About once a month our “parea” gets together at the Pontian Society in Upper Darby for some good rustic Greek food and beers. Why the “lesxi”? You see last time we went to one of those local grill places we got a little too loud for the “Amerikanoi”.
“Why are you guys fighting”? one woman asked from a nearby table (okay it wasn’t that close, it was from the other side of the room). “We are not fighting, we are talking, WE ARE GREEK” one Hellene answered as if being Greek is a pass to be loud in public.
Our toddlers have a food fight at a restaurant “that’s ok we are Greek” say the parents.
We double park on a busy street while others behind us honk it’s because we are Greek.
We go thru a red light so we can go to the coffee house and sit for five hours it’s because we are Greek.
I remember trying to use the “WE ARE GREEK” excuse once on a state trooper on the Blue route after he stopped me for doing 40 mph. over the speed limit. Trust me it doesn’t work.
What was I saying? Oh yea, we’re at this place where we got a little too loud and everyone’s giving us dirty looks so with heads down (similar to those criminals you see on tv as they are taken to court to find out how many years they will be behind bars), we make a quick exit and huddle outside and discuss our options.
Who wants us? Like refugees without a homeland, here we are weighing our options. “We can never come back here”, one in the parea says. “Yea, did you see the look on the manager’s face, if we ever come back, he will ask us to leave and that’s the best case scenario. Worst case, the bouncers throw us out head first and then we are scarred for life” (ha ha ha ha).
We will be ashamed to be seen in the Greek community. Our kids will have to quit GOYA, our wives will stop making Spanakopita and our aunts and uncles will be pointing the finger at us saying “prepei na ntrepestai” not good.
So the Pontian Society became our hangout. We can get as loud as we want, pause and in mid-stride lay our forks down and light a cigarette after eating the mezedes. Besides, they have good Tyrokafteri and Melitzanosalata . It beats chicken wings and onion rings every time. Another good thing with the lesxi is that we can stay there as long as we want, unlike your local neighborhood grill where you eat, have coffee and then have the young college student come over and say “I’ll take that when your ready” as he/she leaves the check at the table.
Effie at the Pontian Lesxi is the most accommodating person I know. You won’t believe this but one time we ate, drank, had coffee and Xalva, watched the Greek news on satellite and talked for several hours only to get hungry again and start the whole process over: food, beers etc. Try that at your local Applebees.

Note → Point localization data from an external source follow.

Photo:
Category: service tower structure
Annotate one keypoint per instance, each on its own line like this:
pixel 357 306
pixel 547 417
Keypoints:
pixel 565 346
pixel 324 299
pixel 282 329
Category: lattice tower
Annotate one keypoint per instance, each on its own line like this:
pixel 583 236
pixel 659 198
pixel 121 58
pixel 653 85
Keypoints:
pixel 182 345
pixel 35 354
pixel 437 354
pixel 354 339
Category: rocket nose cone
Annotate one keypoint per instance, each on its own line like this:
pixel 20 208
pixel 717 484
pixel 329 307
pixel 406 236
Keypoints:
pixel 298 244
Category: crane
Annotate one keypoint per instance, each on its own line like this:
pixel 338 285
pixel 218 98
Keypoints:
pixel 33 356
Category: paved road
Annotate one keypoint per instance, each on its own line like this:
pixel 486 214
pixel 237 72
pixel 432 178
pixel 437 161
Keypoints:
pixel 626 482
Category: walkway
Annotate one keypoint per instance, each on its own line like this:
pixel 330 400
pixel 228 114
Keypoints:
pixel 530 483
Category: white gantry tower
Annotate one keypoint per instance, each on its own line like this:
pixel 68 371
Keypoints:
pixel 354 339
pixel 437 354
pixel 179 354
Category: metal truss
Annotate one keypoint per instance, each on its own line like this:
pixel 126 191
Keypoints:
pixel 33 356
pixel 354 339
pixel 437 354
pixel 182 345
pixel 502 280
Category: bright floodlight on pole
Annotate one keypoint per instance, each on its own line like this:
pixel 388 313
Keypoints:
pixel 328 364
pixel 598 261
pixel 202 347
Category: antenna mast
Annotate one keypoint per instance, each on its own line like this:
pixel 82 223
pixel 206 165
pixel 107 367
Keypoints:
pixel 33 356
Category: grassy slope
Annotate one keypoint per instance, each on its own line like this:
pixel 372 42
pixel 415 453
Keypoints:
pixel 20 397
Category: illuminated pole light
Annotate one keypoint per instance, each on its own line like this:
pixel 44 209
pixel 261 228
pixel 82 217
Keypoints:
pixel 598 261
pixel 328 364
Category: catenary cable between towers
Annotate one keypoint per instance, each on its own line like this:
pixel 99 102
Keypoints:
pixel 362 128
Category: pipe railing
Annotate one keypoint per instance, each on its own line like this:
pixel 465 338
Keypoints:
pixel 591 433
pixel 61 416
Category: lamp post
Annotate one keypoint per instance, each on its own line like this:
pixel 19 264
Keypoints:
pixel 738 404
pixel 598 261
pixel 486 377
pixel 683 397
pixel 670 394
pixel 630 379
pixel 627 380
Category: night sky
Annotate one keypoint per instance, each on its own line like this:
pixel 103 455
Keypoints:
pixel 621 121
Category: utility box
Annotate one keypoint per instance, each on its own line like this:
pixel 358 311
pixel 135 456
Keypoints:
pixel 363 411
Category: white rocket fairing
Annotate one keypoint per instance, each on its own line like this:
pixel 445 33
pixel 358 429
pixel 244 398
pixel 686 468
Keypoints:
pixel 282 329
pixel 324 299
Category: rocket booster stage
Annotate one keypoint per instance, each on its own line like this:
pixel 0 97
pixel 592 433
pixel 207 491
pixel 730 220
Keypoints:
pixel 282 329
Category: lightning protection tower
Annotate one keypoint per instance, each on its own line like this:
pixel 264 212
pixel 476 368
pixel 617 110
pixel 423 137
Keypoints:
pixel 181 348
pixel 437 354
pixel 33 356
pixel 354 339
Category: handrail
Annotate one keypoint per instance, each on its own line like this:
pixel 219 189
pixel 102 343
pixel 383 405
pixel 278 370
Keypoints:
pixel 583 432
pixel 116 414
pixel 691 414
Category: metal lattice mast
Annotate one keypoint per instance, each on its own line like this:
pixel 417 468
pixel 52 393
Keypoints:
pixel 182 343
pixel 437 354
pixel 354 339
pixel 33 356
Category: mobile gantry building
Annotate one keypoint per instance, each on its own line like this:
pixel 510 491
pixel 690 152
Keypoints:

During one of our Lesxi outtings, one asks the question: “if you could pick another profession what would it be?” I hear Greek singer, bouzouki player, soccer player etc. Nonsense I say. I want to be a food writer like Anthony Bourdain. Look up dream job and his name has to be at the top of the list. He travels the world, eats the finest food and drinks the best wine and discusses… … politics, soccer and music with real politicians, soccer player and musicians and gets paid for it.
I get this tap on my shoulder. “Hey Costa, how are you”? and it’s Ted Kostans. After the quick hellos we start talking about our community when the discussion leads to Cosmos Philly. “What’s that”? I ask and like a fine rug salesman in Armenia trying to sell you an overpriced rug in a flash he pulls out his laptop and starts explaining what Cosmos Philly is all about. Nice, I thought to myself. “Do you have a food blogger”?
“No” he replies “Are you interested in doing it”?
I take a deep breath and think to myself “I can be the Greek Anthony Bourdain. I can travel to France, Belgium and Argentina; where at wineries I can pick up a glass of Cabernet Sauvignon take a sip and say “earthy, full of aroma and richness” and then head out to the best restaurant for some foit gras and sauturn, I can be famous, write a book and spend May, June July and August in Mykonos I’M IN! When do I fly first class to Europe?” I don’t think so, is Ted’s reply.
Instead of Parisian cafes you will be writing about local diners and pizzerias. I want you to write something about the Greeks who own hot dog carts in the city and the Greek pizza joints. Look beyond the food and tell us who these people are and what drives them; explore the local food scene, look at how the economy has impacted their businesses and what they have done to adapt. Look into where they eat once they leave their restaurants and pizza shops. Give us some insight on the Greek distributors of the area.
Food says a story about our people and we want to know what that story is.
So here we are, you, me “Fagopoti” and Cosmos Philly.